Pour autant, Paris ne prit pas le parti de reproduire le modèle américain qui s’appuie sur une force professionnelle mais également sur une importante force de reserve avec l’US Nationale Guard (rattachée aux Etats) et l’US Army Reserve (fédérale), lui préférant le modèle entièrement professionnel avec des forces de reserve limitées de la Grande-Bretagne. Malheureusement, les années 2000 et 2010, marquées par les fameux bénéfices de la paix, érodèrent considérablement les capacités des armées françaises, les effectifs perdant plus de 100.000 militaires en une dizaine d’années, du fait de reformes successives sur fond d’économies budgétaires, mais également des pressions de l’Etat-Major français, peu enclin à se doter d’une force de reserve complémentaire et privilégiant les capacités purement professionnelles. Il est vrai que la technicité demandée aux combattants modernes excéde de beaucoup le niveau de formation des conscrits des années 80, amenant de nombreux officiers supérieurs et généraux français à considérer alors, et toujours, que seules les forces professionnelles sont aptes à être engagées dans un combat de haute intensité moderne Les opérations exterieures, que ce fut au Mali, en Afghanistan et en Irak, tendaient effectivement à les conforter dans ces certitudes.
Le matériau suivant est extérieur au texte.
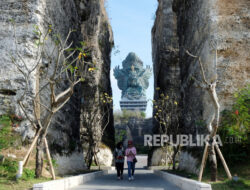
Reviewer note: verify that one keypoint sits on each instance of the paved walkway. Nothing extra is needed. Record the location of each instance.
(144, 179)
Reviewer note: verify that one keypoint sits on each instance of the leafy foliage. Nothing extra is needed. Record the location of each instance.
(235, 128)
(8, 169)
(7, 136)
(125, 115)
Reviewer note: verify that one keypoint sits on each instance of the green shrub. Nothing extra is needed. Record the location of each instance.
(235, 125)
(7, 136)
(8, 169)
(28, 174)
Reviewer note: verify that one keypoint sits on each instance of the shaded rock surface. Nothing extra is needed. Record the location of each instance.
(196, 25)
(89, 20)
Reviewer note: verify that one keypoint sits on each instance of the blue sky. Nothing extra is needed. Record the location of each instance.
(131, 21)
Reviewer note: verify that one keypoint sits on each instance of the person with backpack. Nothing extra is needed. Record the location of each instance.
(119, 160)
(131, 159)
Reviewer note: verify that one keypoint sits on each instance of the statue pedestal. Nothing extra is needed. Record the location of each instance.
(133, 105)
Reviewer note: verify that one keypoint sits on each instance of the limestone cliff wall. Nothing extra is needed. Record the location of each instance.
(199, 24)
(81, 15)
(97, 34)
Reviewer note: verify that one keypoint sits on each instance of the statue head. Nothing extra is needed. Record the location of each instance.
(132, 63)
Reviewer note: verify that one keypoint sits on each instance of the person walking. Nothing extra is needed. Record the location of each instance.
(131, 159)
(119, 155)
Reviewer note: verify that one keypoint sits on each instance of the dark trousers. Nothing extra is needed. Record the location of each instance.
(131, 168)
(119, 168)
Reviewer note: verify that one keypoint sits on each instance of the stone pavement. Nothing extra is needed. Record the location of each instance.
(144, 180)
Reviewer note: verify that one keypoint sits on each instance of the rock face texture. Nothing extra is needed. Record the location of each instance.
(197, 26)
(91, 25)
(98, 36)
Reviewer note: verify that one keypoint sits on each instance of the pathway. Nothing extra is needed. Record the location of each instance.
(144, 179)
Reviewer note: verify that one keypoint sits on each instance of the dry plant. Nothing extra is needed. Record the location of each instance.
(213, 122)
(95, 120)
(167, 115)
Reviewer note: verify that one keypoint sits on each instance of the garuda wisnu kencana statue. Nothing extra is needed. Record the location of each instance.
(133, 79)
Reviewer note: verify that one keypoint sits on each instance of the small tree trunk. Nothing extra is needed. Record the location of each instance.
(213, 163)
(39, 157)
(176, 149)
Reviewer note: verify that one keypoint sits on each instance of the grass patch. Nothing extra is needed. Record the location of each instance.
(6, 184)
(8, 138)
(242, 170)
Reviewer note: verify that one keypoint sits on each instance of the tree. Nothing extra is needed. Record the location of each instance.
(55, 62)
(212, 124)
(97, 114)
(167, 115)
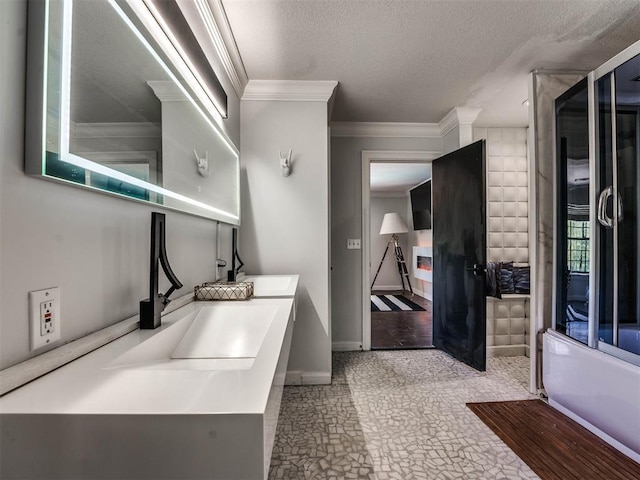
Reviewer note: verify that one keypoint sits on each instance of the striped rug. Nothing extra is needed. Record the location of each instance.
(393, 303)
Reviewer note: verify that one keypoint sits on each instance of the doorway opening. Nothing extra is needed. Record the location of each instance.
(396, 304)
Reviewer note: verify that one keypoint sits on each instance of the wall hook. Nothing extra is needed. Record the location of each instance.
(285, 163)
(202, 163)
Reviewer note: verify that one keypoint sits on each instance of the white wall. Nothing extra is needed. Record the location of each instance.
(451, 141)
(183, 131)
(346, 222)
(94, 246)
(285, 220)
(388, 278)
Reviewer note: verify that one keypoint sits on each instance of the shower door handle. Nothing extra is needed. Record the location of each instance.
(604, 220)
(619, 215)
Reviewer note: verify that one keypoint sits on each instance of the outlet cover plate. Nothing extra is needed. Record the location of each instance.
(36, 298)
(353, 244)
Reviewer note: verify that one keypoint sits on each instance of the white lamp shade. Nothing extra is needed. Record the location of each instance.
(393, 223)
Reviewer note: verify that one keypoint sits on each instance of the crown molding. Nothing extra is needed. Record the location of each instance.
(116, 130)
(290, 90)
(458, 116)
(217, 25)
(385, 129)
(167, 91)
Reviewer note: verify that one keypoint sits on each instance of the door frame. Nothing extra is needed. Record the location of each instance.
(368, 157)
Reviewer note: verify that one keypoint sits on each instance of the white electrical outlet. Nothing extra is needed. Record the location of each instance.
(353, 244)
(44, 316)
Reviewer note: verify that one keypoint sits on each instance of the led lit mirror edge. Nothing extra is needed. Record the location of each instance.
(36, 117)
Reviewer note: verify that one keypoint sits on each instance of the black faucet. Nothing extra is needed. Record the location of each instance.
(233, 273)
(152, 307)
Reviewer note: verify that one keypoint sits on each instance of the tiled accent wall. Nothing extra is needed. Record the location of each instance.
(507, 325)
(507, 194)
(507, 233)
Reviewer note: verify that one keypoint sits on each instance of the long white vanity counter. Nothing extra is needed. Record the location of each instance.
(137, 408)
(136, 374)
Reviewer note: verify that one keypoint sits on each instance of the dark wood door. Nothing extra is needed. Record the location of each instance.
(459, 254)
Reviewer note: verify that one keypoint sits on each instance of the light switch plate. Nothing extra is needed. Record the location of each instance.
(44, 317)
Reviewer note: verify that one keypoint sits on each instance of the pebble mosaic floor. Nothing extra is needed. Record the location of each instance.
(398, 415)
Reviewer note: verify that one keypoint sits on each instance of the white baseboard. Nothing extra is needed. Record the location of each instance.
(346, 346)
(506, 351)
(298, 377)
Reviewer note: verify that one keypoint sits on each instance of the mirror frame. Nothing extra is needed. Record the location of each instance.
(36, 105)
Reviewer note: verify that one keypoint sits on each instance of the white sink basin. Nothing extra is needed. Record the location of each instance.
(236, 331)
(216, 336)
(272, 285)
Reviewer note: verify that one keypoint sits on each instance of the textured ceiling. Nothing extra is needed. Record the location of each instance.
(412, 61)
(397, 177)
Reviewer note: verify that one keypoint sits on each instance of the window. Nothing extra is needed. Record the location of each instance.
(578, 245)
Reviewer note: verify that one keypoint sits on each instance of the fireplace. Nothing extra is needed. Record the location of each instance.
(423, 263)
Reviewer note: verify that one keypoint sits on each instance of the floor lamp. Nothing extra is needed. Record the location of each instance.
(393, 224)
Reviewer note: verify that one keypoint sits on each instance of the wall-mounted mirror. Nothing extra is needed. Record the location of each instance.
(115, 104)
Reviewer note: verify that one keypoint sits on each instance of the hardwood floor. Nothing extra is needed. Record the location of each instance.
(553, 445)
(399, 330)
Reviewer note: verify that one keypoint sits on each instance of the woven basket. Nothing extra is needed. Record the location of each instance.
(224, 291)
Toutefois, depuis le début de l’agression russe contre l’Ukraine, ces certitudes ont été sévèrement battues en brèches. En effet, une armée composée en grande majorité de conscrits et de réservistes parvient à tenir tête, et parfois à prendre l’avantage, contre la puissance armée russe professionnalisée à 70%, et notamment face à ses unités d’élite professionnelles. Mieux encore, de l’avis de nombreux observateurs spécialisés, les militaires ukrainiens montrent de réelles capacités à faire leurs des doctrines d’engagement basées sur de petites unités travaillant de manière coordonnée et faisant largement appel à des capacités très modernes comme l’utilisation de drones, pour contrer l’avantage numérique et en matière de puissance de feu des armées russes. En d’autres termes, ces conscrits et réservistes ukrainiens, souvent moins bien équipés que leurs adversaires, parviennent à agir avec force, determination et efficacité, appliquant des concepts d’engagement parfaitement modernes, et en s’adaptant rapidement aux équipements eux aussi modernes envoyés d’occident.